Nakba: The Palestinian catastrophe, explained
It's a date inked in infamy for generations of Palestinians.
Each year, on 15 May, millions mark the Nakba, or catastrophe, which refers to the ethnic cleansing of Palestine by Zionist militias to make way for the creation of Israel in 1948.
In a premeditated military campaign, Zionist forces killed thousands of Palestinians, destroyed hundreds of villages and forcibly expelled 80 percent of the Palestinian population from their homeland.
After more than a year of relentless violence, the newly created State of Israel captured 78 percent of historic Palestine.

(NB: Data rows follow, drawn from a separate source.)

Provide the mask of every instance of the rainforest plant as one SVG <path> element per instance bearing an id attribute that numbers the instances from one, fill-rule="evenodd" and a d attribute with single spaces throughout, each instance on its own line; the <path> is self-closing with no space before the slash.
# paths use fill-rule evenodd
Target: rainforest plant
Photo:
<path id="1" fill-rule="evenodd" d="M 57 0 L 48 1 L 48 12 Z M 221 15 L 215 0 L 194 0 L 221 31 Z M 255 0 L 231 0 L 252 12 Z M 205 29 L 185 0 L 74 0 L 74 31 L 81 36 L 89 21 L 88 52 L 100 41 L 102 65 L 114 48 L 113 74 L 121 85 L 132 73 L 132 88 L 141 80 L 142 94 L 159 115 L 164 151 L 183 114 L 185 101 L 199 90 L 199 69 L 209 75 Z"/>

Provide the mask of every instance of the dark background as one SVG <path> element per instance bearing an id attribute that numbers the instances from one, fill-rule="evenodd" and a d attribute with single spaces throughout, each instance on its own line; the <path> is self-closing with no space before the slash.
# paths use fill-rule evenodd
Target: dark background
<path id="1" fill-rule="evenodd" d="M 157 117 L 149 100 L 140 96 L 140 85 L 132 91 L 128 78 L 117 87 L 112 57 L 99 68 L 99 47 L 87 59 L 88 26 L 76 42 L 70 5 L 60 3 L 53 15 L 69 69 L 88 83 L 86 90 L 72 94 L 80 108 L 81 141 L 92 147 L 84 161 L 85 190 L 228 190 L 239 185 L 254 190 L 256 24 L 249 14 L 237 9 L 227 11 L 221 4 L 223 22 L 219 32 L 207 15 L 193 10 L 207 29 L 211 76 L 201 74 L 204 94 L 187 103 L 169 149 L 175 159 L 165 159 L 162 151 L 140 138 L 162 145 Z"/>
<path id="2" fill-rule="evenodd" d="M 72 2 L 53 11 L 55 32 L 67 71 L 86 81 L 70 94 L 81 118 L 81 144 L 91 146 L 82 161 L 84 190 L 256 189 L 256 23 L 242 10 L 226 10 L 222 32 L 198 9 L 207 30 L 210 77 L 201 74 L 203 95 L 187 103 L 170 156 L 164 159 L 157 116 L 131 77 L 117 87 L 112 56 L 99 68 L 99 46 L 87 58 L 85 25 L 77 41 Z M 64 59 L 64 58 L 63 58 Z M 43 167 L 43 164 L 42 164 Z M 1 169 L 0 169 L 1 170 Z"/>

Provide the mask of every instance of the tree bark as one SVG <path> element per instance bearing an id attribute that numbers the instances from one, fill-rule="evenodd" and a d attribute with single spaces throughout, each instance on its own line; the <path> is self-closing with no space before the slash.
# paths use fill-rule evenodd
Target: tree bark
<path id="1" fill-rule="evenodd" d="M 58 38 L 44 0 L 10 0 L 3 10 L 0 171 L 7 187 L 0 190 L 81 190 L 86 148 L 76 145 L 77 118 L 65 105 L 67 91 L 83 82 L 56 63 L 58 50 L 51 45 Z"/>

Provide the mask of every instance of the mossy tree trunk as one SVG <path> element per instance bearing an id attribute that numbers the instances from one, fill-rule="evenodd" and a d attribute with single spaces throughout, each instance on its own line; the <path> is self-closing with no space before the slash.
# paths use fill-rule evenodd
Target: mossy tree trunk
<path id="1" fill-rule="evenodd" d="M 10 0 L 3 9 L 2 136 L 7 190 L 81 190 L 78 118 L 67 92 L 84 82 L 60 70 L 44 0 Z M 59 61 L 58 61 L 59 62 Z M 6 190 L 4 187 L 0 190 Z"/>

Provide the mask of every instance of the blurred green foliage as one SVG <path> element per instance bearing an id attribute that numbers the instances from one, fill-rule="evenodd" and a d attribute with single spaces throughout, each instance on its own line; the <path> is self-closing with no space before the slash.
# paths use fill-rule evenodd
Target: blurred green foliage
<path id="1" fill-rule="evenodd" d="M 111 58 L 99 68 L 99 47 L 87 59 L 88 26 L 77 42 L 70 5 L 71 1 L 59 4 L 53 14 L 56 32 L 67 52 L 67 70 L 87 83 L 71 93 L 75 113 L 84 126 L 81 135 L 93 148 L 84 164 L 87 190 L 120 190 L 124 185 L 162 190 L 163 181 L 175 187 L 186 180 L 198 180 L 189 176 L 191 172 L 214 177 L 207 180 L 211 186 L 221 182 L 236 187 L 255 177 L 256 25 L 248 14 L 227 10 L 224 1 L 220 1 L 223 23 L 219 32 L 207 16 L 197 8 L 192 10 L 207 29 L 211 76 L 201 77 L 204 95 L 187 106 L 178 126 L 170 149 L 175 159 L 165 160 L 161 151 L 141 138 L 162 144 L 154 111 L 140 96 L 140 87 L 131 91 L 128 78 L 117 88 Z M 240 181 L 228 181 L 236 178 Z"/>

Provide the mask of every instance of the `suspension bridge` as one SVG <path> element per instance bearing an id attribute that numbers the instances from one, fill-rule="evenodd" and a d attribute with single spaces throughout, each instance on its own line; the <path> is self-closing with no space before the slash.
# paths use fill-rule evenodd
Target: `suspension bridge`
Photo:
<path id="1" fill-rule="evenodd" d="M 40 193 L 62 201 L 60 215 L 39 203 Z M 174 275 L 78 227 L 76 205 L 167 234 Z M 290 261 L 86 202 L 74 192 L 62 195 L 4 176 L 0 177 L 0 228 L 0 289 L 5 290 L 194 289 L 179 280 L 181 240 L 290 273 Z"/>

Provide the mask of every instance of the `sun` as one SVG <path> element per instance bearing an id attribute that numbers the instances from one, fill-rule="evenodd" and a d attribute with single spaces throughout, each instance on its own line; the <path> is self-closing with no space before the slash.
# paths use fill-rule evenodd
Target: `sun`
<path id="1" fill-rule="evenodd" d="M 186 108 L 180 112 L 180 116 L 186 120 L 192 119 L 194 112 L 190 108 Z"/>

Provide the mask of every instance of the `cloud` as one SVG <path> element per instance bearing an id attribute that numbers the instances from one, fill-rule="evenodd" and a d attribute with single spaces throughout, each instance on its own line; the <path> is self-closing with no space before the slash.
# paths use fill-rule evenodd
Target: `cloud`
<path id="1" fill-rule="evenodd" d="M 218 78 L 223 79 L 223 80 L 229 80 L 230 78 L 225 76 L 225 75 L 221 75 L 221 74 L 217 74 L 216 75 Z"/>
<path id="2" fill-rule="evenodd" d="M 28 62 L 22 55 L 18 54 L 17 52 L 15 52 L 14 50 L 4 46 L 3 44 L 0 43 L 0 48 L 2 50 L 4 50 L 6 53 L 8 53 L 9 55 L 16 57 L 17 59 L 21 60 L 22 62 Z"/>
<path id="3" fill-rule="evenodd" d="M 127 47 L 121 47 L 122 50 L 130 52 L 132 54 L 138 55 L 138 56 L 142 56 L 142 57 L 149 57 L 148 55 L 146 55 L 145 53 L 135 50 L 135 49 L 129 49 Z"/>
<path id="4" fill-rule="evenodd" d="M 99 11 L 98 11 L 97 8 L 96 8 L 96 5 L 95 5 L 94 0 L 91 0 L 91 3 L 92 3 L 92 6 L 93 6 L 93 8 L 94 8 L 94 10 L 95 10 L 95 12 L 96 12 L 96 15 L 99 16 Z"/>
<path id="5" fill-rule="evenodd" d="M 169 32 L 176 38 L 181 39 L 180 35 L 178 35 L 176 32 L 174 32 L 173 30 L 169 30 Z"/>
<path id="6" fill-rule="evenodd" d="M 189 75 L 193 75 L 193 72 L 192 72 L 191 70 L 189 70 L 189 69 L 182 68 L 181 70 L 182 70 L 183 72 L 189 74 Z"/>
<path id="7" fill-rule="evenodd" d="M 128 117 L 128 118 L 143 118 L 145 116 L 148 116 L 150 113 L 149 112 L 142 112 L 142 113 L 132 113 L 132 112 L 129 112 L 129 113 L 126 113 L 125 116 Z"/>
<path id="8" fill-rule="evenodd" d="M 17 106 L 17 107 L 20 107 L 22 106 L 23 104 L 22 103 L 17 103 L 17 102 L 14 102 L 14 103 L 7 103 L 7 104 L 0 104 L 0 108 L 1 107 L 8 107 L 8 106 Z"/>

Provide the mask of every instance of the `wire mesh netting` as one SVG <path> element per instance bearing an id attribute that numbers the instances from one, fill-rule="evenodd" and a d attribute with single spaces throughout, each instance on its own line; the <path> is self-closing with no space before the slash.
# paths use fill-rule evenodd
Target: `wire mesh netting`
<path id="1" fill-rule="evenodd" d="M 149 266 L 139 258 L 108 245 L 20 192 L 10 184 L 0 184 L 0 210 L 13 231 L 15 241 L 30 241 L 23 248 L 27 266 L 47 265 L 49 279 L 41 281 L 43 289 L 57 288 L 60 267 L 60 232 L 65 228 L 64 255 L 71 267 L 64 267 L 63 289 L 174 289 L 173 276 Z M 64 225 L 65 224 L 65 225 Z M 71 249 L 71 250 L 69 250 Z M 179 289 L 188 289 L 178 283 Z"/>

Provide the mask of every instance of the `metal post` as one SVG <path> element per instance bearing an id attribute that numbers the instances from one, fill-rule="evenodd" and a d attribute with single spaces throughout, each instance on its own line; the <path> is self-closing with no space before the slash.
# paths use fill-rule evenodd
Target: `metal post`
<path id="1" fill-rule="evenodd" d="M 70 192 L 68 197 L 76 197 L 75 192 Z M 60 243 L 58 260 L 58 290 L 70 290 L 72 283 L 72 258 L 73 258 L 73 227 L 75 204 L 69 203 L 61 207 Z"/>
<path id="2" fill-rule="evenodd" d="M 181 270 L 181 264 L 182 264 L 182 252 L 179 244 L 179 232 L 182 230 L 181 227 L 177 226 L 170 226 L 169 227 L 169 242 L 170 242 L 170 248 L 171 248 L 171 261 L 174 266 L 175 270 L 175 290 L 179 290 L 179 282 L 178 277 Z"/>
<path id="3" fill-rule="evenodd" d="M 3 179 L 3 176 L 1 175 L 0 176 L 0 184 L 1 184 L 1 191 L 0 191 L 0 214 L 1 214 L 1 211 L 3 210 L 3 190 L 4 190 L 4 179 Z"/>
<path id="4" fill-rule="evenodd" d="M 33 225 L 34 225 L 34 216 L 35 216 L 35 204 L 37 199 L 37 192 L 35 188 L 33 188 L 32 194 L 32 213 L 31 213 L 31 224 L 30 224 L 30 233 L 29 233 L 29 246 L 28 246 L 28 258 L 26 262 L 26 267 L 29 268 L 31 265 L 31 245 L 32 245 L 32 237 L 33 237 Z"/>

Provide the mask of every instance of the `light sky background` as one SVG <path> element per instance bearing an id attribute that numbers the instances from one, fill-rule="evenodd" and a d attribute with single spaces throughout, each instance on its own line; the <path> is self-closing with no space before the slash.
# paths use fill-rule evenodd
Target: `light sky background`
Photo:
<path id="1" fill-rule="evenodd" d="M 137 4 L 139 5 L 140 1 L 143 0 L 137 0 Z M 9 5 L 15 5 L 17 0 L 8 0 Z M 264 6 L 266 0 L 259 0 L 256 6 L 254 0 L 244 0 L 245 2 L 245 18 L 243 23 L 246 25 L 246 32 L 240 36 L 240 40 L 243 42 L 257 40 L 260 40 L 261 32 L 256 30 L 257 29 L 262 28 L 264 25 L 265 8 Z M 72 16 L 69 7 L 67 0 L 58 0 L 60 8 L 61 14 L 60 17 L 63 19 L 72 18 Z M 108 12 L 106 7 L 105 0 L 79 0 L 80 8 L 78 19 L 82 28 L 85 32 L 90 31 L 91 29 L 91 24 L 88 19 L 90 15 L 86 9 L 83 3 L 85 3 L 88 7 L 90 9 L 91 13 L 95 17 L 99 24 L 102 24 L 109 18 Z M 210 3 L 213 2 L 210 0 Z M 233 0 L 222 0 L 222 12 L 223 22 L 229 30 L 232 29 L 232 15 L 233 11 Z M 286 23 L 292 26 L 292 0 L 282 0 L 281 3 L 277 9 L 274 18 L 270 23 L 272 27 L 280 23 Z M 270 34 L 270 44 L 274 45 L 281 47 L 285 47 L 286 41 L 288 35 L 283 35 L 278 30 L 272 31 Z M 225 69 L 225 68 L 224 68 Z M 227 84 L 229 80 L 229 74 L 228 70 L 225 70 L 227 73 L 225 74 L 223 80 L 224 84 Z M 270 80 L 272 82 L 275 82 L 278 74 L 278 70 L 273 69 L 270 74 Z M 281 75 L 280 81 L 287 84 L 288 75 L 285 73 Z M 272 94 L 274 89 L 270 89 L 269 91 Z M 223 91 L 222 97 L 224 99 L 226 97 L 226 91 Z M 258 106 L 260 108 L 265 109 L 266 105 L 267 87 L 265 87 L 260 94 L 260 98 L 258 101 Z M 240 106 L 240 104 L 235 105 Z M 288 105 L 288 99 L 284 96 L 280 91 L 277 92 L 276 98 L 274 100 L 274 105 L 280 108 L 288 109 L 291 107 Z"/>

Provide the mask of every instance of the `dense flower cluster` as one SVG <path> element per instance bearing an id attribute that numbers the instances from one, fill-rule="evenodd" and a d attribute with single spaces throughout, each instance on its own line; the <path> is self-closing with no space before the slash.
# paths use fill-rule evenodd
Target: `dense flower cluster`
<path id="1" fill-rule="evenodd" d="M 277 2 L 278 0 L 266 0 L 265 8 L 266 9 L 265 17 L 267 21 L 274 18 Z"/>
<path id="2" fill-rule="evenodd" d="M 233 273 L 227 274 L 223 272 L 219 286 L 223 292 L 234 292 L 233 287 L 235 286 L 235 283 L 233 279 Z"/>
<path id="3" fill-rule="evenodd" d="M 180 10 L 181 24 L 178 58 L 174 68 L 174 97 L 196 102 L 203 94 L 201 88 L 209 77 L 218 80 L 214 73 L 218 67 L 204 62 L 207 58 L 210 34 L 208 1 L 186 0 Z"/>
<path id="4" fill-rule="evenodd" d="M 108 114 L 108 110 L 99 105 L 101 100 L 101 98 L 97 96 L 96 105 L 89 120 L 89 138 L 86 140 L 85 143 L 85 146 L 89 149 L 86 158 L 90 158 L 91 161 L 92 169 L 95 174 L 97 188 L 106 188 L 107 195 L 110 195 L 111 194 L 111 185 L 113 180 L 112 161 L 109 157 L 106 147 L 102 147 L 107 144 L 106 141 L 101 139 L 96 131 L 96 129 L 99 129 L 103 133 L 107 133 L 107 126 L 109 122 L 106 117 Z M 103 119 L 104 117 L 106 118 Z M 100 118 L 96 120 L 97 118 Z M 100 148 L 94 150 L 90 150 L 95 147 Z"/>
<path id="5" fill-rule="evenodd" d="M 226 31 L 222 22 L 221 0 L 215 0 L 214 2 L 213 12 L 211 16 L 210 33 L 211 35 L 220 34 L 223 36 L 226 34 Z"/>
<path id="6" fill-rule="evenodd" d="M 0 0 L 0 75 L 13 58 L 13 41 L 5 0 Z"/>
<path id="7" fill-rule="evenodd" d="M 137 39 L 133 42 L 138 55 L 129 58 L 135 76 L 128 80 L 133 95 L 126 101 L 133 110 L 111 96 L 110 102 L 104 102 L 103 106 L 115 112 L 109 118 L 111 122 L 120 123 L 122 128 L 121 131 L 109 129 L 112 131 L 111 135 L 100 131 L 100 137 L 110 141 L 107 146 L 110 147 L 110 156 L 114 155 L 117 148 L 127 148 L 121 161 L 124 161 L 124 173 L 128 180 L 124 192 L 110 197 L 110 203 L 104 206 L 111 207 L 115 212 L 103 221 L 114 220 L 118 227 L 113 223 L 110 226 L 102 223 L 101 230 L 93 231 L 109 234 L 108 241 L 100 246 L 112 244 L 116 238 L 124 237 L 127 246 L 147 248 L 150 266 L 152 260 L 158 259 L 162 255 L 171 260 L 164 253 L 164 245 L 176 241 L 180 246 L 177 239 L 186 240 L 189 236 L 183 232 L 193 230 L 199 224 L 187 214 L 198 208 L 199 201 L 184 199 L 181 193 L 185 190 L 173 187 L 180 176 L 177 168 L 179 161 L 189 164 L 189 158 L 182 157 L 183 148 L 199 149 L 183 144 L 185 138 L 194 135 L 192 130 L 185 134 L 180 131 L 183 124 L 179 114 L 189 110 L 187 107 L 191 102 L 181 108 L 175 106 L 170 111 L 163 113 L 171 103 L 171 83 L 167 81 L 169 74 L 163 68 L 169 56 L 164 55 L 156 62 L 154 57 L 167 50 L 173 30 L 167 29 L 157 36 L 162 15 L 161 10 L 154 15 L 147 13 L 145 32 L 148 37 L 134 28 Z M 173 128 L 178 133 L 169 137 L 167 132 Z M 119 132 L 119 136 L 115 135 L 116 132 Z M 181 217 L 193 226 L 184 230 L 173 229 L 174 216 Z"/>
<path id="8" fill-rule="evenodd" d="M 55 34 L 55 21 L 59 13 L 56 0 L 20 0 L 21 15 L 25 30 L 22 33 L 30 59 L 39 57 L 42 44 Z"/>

The remaining 22 percent, the West Bank and the Gaza Strip, were occupied by Israel 19 years later and remain under Israeli military rule.
Before the Nakba
Palestine was part of the Ottoman Empire for hundreds of years until it was captured by Great Britain at the end of World War One (1914-18).
The League of Nations gave Britain a "mandate" over Palestine after the war, in an arrangement that did not take into account the wishes of the native Palestinian population.
The declared aim of the League of Nations mandates was "the rendering of administrative assistance and advice" to the native populations until they are deemed capable of standing alone as independent states.
However, in the case of Palestine, the British Mandate incorporated the "Balfour Declaration" that pledged to establish "in Palestine a national home for the Jewish people", who made up less than 10 percent of the population at the time.
During the mandate years between 1923-48, Britain facilitated the immigration of European Jews to Palestine, increasing their population ten-fold, from 60,000 in the pre-Mandate era to 700,000 by 1948.
They also trained Zionist armed groups, provided them with weapons and allowed them a degree of self-governance.
Meanwhile, the native Palestinian population was violently suppressed following rebellions that called for independence and rejected European Jewish immigration.
In February 1947, Britain announced it would terminate the mandate and turn the question of Palestine over to the United Nations.
The UN adopted a partition plan in November 1947, which divided Palestine into two parts: 55 percent to a Jewish state, and 45 to an Arab state, while keeping Jerusalem under international control.
Palestinians were not consulted over the proposal which never materialised. From that point on, Zionist groups began their attacks.
The Nakba
Drawing upon military plans devised as early as 1945, Zionist armed groups began to systematically increase attacks against Palestinians from December 1947 with the aim of forcing them out.
Zionist strategy culminated in Plan Dalet, the blueprint for their military action that called for "destruction of villages" by "setting fire to, blowing up, and planting mines in the debris".
It also said that "in the event of resistance, the armed force must be destroyed and the population must be expelled outside the borders of the state".
Zionist forces used various tactics to force Palestinians out, including bombing campaigns, massacres and psychological warfare, among other means.
Unarmed civilians were indiscriminately killed during the campaign, some of whom were buried in mass graves.
Between December 1947 and 14 May 1948, some 175,000 Palestinians were expelled and 200 villages and urban centres destroyed and occupied.
On 14 May 1948, the State of Israel was unilaterally declared, a day before the British Mandate officially expired.
Arab armies then entered Palestine to push back against the Israeli military advances.
Hostilities were officially brought to an end by July 1949 with the signing of armistice agreements between Israel and the Arab states.
Israel captured 78 percent of historic Palestine, while the remaining 22 percent was under Arab control.
Aftermath
By the end of the war, Zionist forces had killed 13,000 Palestinians, destroyed and depopulated around 530 villages and towns, committed at least 30 massacres and expelled 750,000 people.
Around 150,000 remained within the boundaries of the newly formed state of Israel, many of them internally displaced.
Israel then passed laws by which it seized Palestinian property and assets left behind by those expelled, including land, homes, cash, stocks, furniture, companies and other movable assets.
They also enacted the Law of Return, which grants Israeli citizenship to Jews who relocate to Israel, while denying Palestinian refugees from returning to their homeland.
Today, there are 5.8 million registered Palestine refugees living in dozens of camps in the occupied West Bank, the Gaza Strip, Jordan, Syria and Lebanon.
Internally displaced Palestinians, who were granted Israeli citizenship, amount to around two million people.
Every year, on 15 May, Palestinians across the world mark the Nakba, which they say has continued since 1948 in different forms of war, occupation, siege, home demolitions, land confiscations and more.